A couple of day ago someone at work mentioned that they know some people that. according to her, used to have ADHD and grew out of it in their twenties. I started telling her that yeah, that's a common misconception, but actually... Actually what? I have no idea. I am completely sure that I have read/heard that you can not actually stop having ADHD like that, but that the symptoms sometimes disappear in adults because of reasons. But I don't remember the reasons. Am I just making this up? Does anyone have a clue what I'm talking about? What is the thing? And why would you even say that someone still has ADHD if they have no symptoms?
I know what you're talking about! This is a common misconception. afaik it comes from a couple things: one, adults tend to have learned and ingrained a lot of coping skills that kids are still learning, and in some people that's enough to work around it, and two, going into adulthood, AMAB people tend to experience a lessening of symptoms, which I gather is hormonal.
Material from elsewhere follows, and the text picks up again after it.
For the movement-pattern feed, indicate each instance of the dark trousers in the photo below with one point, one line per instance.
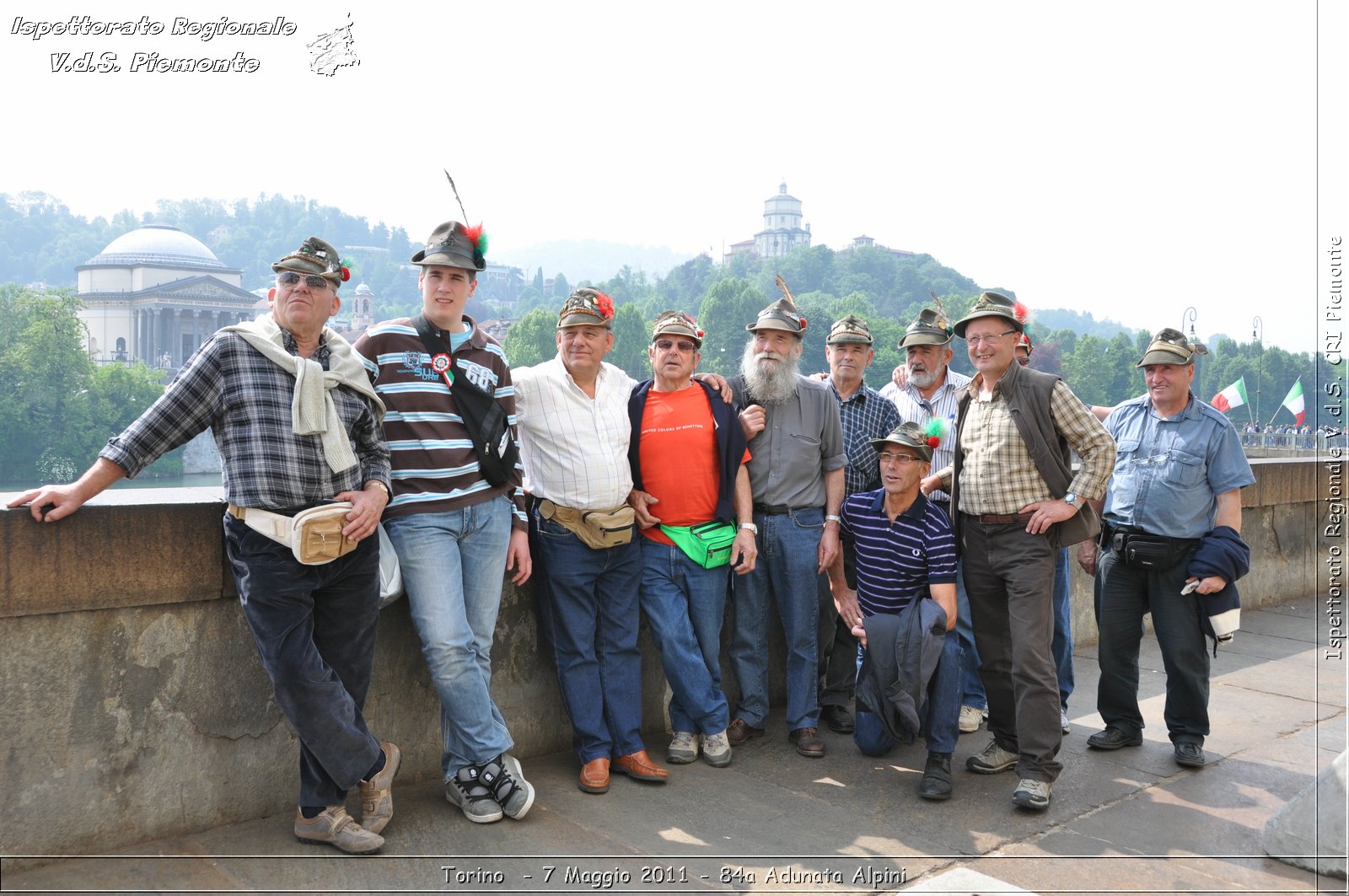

Conversely, AFAB people tend to see their symptoms worsen going into late adolescence and adulthood because of the increase of estrogen they experience, and estrogen affects ADHD adversely. I think it's also possible a person could be misdiagnosed as a child and whatever the actual issue was resolves itself as they move into adulthood. Chronic stress, maybe, that's lessened after leaving a bad home situation? But yeah, it is strange to say a person still has it if they don't have any symptoms without any treatment, unless their coping mechanisms are really good and the symptoms only come out during prolonged stress. I'd have to dig up sources, but I wanted to let you know that you're not just pulling this out of the air!
afaik it's also, but i would have to dig up the source and i have no idea where i read it exactly, but there was a theory that adhd-like symptoms can manifest in a child without adhd due to too much stress and pressure and lack of sleep because school starts too early for a child's biorhythm.
Thanks for the answers! I sort of knew that things like stress and trauma can cause symptoms that are indistinguishable from ADHD in children, but I had no idea that actual ADHD was affected by hormones. I'm trying to imagine it but it's really obvious to me right now that I have no idea how brains work. Like, what in the brain even makes a person manifest ADHD symptoms? And how is that changed by hormones? Why? My social sciences background is not equipped to handle this.
Hormones mess with all sorts of brain chemistry. I don't know the mechanism of how they interact with ADHD specifically, but I'm not surprised they do, considering how much adding hormones to the mix can affect other mental aspects, the most obvious one being mood. (Fun fact: I was catapulted into my first mixed state after I had a dose of Depo-Provera. Turns out that much progesterone is a pretty bad idea for people with mood disorders!)